Proceedings of International Conference on Hybrid and Organic Photovoltaics (HOPV24)
DOI: https://doi.org/10.29363/nanoge.hopv.2024.056
Publication date: 6th February 2024
Si-based multi-junction architectures are hindered by incomplete harvesting in the near-infrared spectral range when the Si bottom cell is flat, without the conventional macroscopic light trapping surface texture. This is the case for e.g. III-V/Si multijunction solar cells where the III-V layers are wafer-bonded on a flat Si bottom cell, and for some perovskite/silicon tandem designs where the perovskite layers are ideally grown on a flat Si surface.
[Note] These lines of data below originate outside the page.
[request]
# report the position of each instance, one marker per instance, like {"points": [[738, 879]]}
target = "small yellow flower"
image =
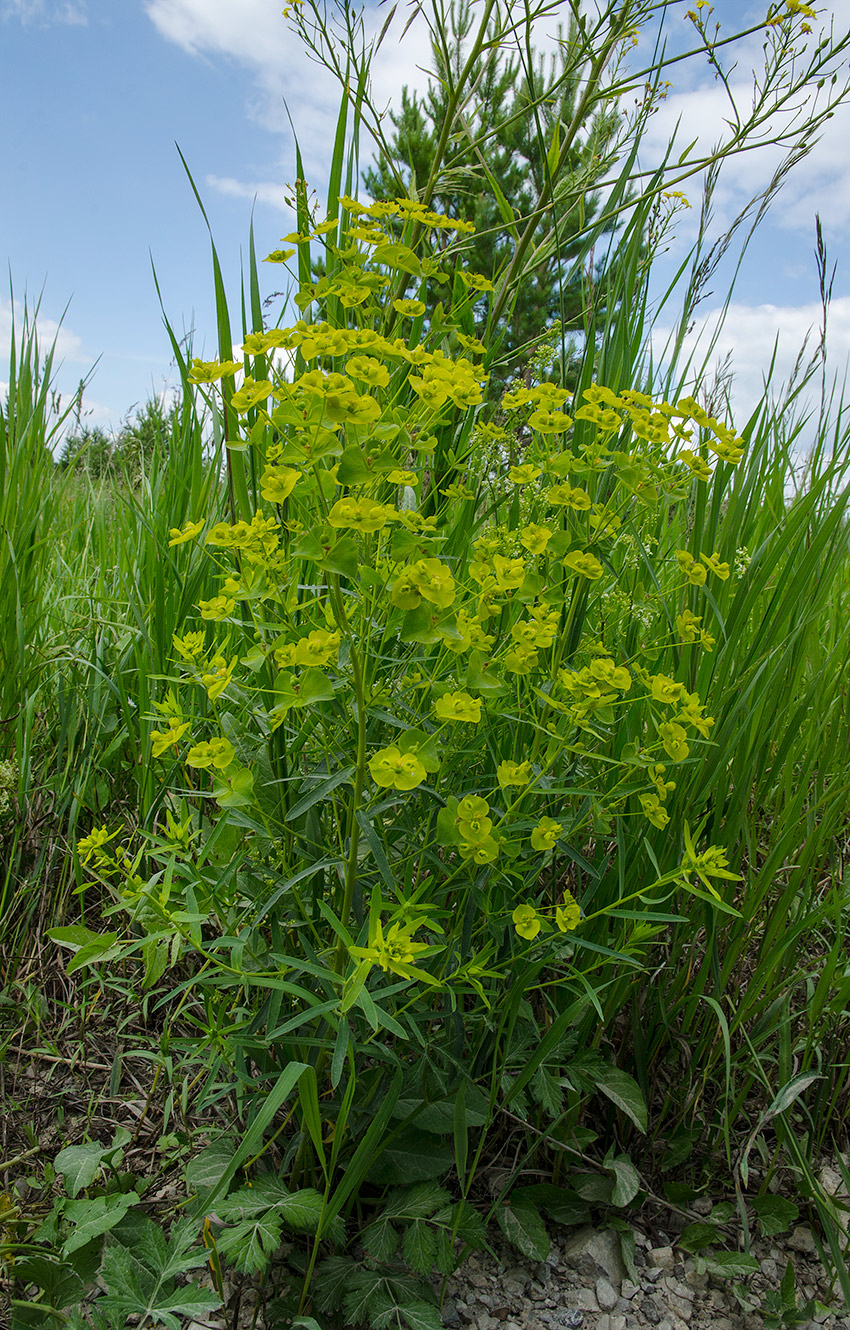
{"points": [[514, 773], [713, 564], [520, 660], [189, 645], [693, 571], [217, 677], [568, 915], [359, 515], [510, 572], [546, 834], [218, 753], [535, 537], [432, 580], [458, 706], [394, 769], [188, 532], [370, 370], [584, 564], [526, 922], [569, 496], [523, 475], [653, 810], [664, 689], [217, 608], [550, 422], [250, 394], [277, 483], [673, 738], [162, 740], [92, 845], [208, 371]]}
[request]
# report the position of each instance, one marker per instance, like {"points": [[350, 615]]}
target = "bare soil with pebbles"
{"points": [[583, 1285]]}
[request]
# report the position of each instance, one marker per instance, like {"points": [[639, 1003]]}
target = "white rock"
{"points": [[596, 1252], [605, 1294], [660, 1258], [801, 1240], [584, 1300]]}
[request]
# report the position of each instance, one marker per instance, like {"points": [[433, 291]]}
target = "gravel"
{"points": [[584, 1286]]}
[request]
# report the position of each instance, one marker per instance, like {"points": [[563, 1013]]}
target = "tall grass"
{"points": [[742, 1004]]}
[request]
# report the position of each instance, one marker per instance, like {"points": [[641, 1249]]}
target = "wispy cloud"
{"points": [[265, 192], [45, 12], [256, 35], [67, 345], [753, 337]]}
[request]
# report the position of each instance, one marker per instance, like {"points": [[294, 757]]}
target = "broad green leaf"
{"points": [[99, 950], [206, 1168], [792, 1091], [523, 1225], [730, 1265], [423, 745], [381, 1240], [623, 1091], [411, 1157], [627, 1183], [696, 1237], [252, 1244], [79, 1165], [75, 936], [234, 789], [314, 686], [302, 1209], [559, 1202], [342, 557], [318, 790], [92, 1218]]}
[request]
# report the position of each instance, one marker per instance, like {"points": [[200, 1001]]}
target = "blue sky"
{"points": [[96, 95]]}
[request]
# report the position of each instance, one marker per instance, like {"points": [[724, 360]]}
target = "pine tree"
{"points": [[508, 136]]}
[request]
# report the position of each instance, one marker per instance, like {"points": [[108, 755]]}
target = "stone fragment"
{"points": [[802, 1240], [651, 1310], [584, 1300], [451, 1314], [571, 1318], [660, 1258], [605, 1294], [596, 1252], [484, 1321]]}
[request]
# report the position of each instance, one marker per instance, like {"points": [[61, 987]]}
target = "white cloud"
{"points": [[817, 184], [264, 190], [44, 12], [257, 36], [748, 339], [67, 345]]}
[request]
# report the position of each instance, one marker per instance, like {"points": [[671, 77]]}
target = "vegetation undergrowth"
{"points": [[452, 788]]}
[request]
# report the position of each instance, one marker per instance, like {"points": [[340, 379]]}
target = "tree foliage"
{"points": [[500, 152]]}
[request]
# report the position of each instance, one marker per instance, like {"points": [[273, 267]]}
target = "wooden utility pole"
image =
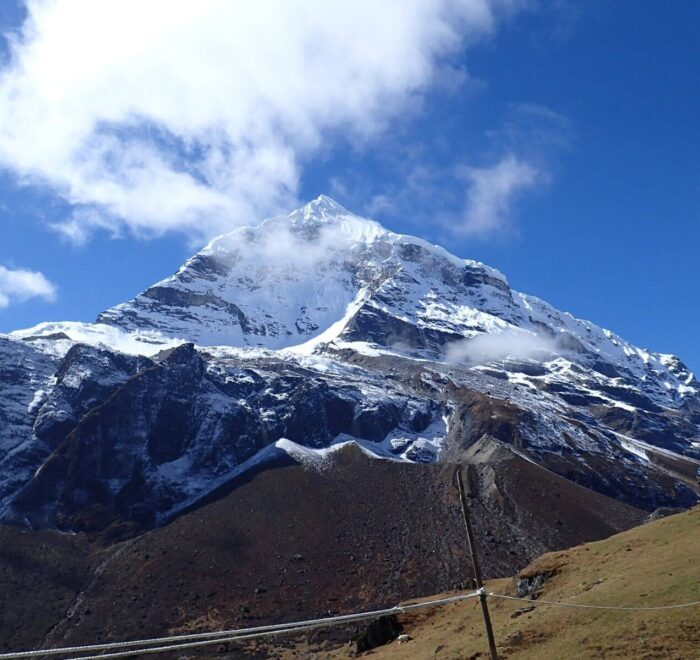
{"points": [[477, 568]]}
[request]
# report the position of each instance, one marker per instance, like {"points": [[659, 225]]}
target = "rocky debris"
{"points": [[247, 358], [383, 630]]}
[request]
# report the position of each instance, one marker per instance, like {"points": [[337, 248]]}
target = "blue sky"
{"points": [[556, 141]]}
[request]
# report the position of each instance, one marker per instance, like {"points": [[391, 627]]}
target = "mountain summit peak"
{"points": [[321, 208]]}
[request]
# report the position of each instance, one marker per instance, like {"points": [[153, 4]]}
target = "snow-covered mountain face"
{"points": [[312, 330]]}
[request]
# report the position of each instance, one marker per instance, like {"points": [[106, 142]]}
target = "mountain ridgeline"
{"points": [[285, 343]]}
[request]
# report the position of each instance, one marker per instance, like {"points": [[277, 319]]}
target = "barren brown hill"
{"points": [[654, 564], [294, 542]]}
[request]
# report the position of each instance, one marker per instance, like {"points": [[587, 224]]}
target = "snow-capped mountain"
{"points": [[312, 330]]}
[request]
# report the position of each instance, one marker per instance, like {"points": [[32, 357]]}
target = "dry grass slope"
{"points": [[654, 564]]}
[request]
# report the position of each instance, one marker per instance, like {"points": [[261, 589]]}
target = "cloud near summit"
{"points": [[197, 116]]}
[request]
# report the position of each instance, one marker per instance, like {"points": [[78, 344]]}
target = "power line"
{"points": [[241, 633], [598, 607]]}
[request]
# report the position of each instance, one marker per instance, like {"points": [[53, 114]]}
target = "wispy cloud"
{"points": [[197, 116], [509, 344], [492, 193], [19, 284]]}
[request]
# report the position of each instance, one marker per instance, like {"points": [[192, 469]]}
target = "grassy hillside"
{"points": [[654, 564]]}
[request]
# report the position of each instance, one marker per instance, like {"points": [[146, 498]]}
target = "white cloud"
{"points": [[19, 284], [492, 193], [196, 116], [512, 344]]}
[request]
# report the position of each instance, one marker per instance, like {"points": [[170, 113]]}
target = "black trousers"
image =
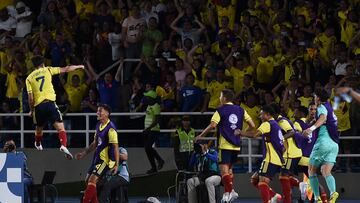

Here we present a novel nanostructured Ag back contact design that creates strong light trapping in a Si bottom cell with a flat top surface. We design a diffractive silver back-reflector featuring a near-infrared light scattering matrix that optimizes trapping of multiply-scattered light into a range of diffraction angles. By integrating near-field and far-field simulations we minimize reflection and parasitic plasmonic absorption by engineering destructive interference in the patterned back contact.
We test the new design on flat single-junction Si TOPCon solar cells and find a strongly improved near-infrared external quantum efficiency using the nano-backpattern. We then fabricate nanopatterned metagratings on GaInP/GaInAsP//Si two-terminal triple-junction solar cells via substrate conformal imprint lithography and characterize them optically and electronically, demonstrating a certified record efficiency of 36,1% for Si-based multijunction solar cells. The results are relevant for several other tandem cell designs.